Él había leído sus pensamientos.
—No seas estúpida. Sé que es difícil no volverse paranoide, que toda tu vida has estado programando eso en tu interior. Pero no seas estúpida si puedes. No hay posibilidades de supervivencia en la estupidez, por eso han desaparecido tantos de los últimos de tu especie.
—¿Qué cosa eres tú? —quiso saber ella.
Él sonrió y le ofreció la bandeja de vegetales.
—¡Eres una zanahoria! ¡Una maldita zanahoria! —gritó ella.
—En absoluto —dijo la voz en su cabeza—. Pero soy de una madre y de un padre distintos a los tuyos; de una madre y un padre distintos a cualquiera de los que hay ahí afuera, en las calles de París, esta noche. Y ninguno de nosotros dos morirá.
—¿Por qué deseas protegerme?
—Los últimos salvan a los últimos. Es muy sencillo.
—¿Para qué? ¿Para qué me protegerás?
—Para ti misma... Para mí...
Él empezó a quitarse las ropas.
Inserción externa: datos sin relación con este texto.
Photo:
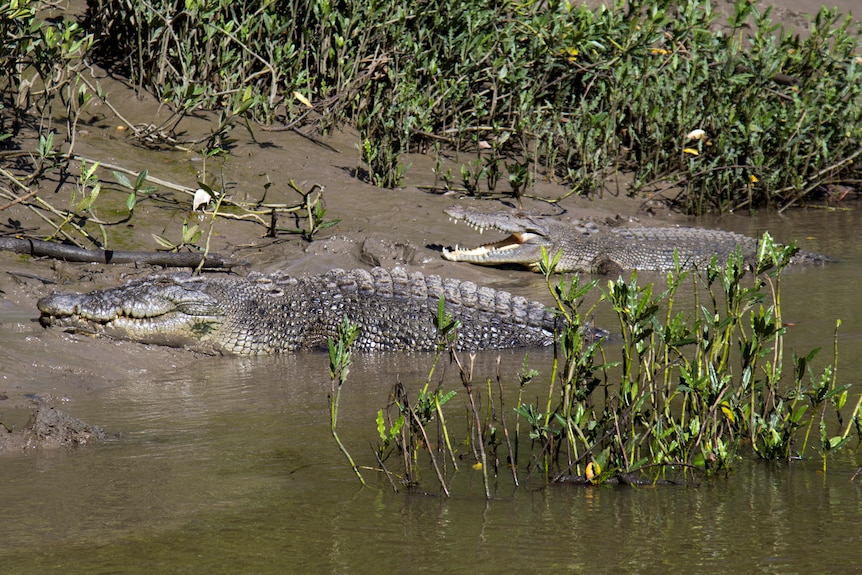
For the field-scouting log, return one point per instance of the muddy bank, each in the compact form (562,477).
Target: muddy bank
(46,427)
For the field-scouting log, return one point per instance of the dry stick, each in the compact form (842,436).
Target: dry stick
(430,453)
(383,467)
(39,248)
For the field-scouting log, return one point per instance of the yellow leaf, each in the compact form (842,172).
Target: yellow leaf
(696,135)
(725,409)
(593,470)
(302,99)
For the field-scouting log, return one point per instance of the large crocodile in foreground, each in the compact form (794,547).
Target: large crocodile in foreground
(279,313)
(599,248)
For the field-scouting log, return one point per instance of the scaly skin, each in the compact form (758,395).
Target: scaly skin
(278,313)
(598,248)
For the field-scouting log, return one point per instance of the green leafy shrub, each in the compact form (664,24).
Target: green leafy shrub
(568,92)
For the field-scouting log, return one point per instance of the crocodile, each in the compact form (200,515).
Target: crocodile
(588,246)
(263,314)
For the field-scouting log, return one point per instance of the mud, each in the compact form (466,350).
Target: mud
(47,427)
(403,227)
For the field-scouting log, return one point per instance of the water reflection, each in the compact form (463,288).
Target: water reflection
(225,465)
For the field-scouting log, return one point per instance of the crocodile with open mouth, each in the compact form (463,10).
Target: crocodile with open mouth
(587,246)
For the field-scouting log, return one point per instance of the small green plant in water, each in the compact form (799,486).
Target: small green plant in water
(339,366)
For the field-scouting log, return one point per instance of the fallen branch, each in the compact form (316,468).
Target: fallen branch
(39,248)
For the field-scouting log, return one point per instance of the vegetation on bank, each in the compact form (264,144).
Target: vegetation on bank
(673,395)
(729,110)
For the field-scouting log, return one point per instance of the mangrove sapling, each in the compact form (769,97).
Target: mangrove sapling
(339,366)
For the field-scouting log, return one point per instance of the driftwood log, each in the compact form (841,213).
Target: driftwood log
(39,248)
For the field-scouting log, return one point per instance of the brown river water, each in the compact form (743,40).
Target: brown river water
(226,465)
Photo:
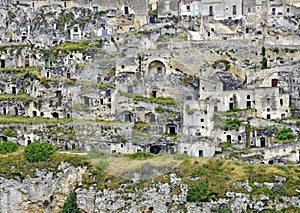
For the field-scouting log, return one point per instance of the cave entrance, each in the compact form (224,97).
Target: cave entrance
(55,115)
(2,63)
(155,149)
(262,142)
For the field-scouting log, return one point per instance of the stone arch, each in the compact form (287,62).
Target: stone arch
(55,114)
(154,92)
(156,67)
(171,128)
(126,116)
(150,117)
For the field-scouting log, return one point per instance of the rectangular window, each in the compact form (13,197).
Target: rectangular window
(167,7)
(126,10)
(211,12)
(159,70)
(234,10)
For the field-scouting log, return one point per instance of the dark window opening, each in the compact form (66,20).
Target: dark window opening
(55,115)
(2,63)
(172,130)
(262,142)
(281,102)
(126,10)
(154,93)
(211,12)
(27,63)
(152,118)
(155,149)
(86,101)
(58,93)
(128,117)
(234,10)
(14,91)
(159,70)
(215,108)
(274,82)
(248,104)
(228,138)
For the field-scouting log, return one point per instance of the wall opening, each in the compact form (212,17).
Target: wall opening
(128,117)
(2,63)
(55,115)
(126,10)
(262,142)
(154,92)
(248,104)
(155,149)
(228,138)
(274,82)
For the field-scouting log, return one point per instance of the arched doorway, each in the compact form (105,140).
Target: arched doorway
(156,67)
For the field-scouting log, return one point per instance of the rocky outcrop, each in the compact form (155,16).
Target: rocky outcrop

Ahora, a la azulada luz, ella pudo ver que era muy pálido, sin el color que el maquillaje facial había puesto en su rostro; pero tampoco era blanco. Quizá hubiera un ligero tono verde surgiendo débilmente bajo la firme y dura piel.
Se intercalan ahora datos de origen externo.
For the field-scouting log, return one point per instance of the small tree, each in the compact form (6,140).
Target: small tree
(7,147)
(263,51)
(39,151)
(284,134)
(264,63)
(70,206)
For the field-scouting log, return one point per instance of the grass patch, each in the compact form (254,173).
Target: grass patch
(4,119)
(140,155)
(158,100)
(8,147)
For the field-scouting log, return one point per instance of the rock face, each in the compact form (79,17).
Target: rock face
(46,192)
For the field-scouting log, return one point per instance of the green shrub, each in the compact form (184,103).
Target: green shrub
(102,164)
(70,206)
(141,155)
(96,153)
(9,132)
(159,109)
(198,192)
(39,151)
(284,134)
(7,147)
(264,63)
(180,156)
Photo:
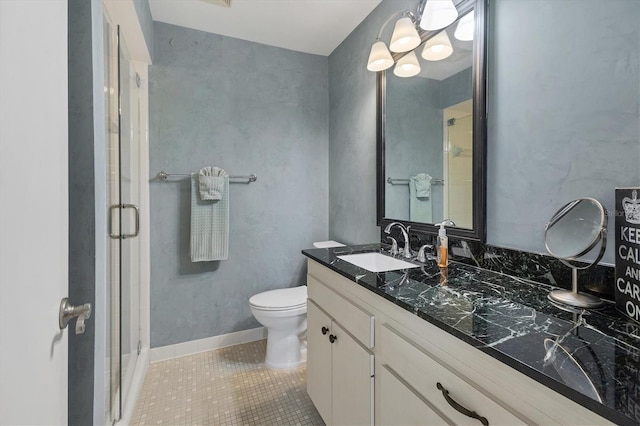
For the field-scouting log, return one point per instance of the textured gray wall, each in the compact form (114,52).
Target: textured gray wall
(352,131)
(563,112)
(248,108)
(82,226)
(564,89)
(146,22)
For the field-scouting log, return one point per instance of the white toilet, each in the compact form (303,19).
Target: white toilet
(284,313)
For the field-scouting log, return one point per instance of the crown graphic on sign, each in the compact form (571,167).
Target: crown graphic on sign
(631,207)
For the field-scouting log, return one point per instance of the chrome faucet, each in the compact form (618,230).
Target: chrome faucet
(422,256)
(405,234)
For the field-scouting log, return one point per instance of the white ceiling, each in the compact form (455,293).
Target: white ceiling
(311,26)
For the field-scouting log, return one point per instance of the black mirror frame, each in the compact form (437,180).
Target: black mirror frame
(479,87)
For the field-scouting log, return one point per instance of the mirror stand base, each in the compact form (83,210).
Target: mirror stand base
(573,298)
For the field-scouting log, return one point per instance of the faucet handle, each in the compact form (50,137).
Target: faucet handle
(394,246)
(421,253)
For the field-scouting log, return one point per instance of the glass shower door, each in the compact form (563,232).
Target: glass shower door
(122,103)
(130,218)
(458,164)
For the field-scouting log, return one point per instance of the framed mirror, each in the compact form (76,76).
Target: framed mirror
(431,133)
(573,231)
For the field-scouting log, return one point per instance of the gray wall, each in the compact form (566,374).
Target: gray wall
(564,90)
(248,108)
(83,39)
(146,22)
(563,112)
(352,131)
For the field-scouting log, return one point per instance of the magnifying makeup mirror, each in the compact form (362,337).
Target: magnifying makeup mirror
(572,232)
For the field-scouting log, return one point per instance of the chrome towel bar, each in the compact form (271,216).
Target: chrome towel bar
(162,176)
(394,181)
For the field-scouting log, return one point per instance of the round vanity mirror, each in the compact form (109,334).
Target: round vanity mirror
(572,232)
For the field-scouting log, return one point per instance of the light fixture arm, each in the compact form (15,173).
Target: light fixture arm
(402,13)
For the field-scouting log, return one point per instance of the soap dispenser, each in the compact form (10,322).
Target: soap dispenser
(442,244)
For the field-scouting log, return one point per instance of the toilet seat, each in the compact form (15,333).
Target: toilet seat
(283,299)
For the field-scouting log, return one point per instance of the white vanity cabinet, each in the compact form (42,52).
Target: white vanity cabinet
(411,357)
(339,361)
(440,394)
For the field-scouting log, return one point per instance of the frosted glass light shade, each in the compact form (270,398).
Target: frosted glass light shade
(438,14)
(438,47)
(466,27)
(380,58)
(405,36)
(407,66)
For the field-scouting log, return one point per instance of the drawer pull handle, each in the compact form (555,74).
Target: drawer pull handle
(460,408)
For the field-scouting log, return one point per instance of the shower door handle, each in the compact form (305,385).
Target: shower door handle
(137,216)
(68,311)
En todos los demás aspectos era humano, y soberbiamente constituido. Ella sintió que su propio cuerpo respondía a aquella desnudez.
Él avanzó hacia ella, y con cuidado, lentamente —porque ella no se resistió—, le fue quitando las ropas. Ella se dio cuenta de que de nuevo era Claire, no el velludo hijo de la noche. ¿Cuándo había vuelto a cambiar?
Todo estaba ocurriendo sin su control.
Desde hacía muchísimo tiempo, cuando se encontró abandonada a sus propios recursos, siempre lo había controlado todo: su vida, la de aquellos a quienes encontraba, su destino... Pero ahora estaba indefensa, y no le importaba obtener o no el control de él. El miedo había huido de ella, y algo mucho más rápido lo había reemplazado.
Cuando ambos estuvieron desnudos, él la tendió en la moqueta y empezó a hacerle el amor, lenta y cuidadosamente. En la jardinera llena de plantas que había sobre ellos, Claire creyó detectar el movimiento de aquellas nutritivas cosas verdes estremeciéndose ligeramente, inclinándose hacia ellos y hacía la energía que difundían mientras se sumían al unísono en un espasmo ritual y a la vez completamente nuevo, pues la suya era la unión de lo no familiar, aunque fuera tan antigua como la luna.
Y cuando la sombra de la pasión se cerró en tomo a ella, Claire le oyó susurrar:
—Hay muchas cosas para comer...
Por primera vez en su vida, ella no pudo oír el eco de las pisadas siguiéndola.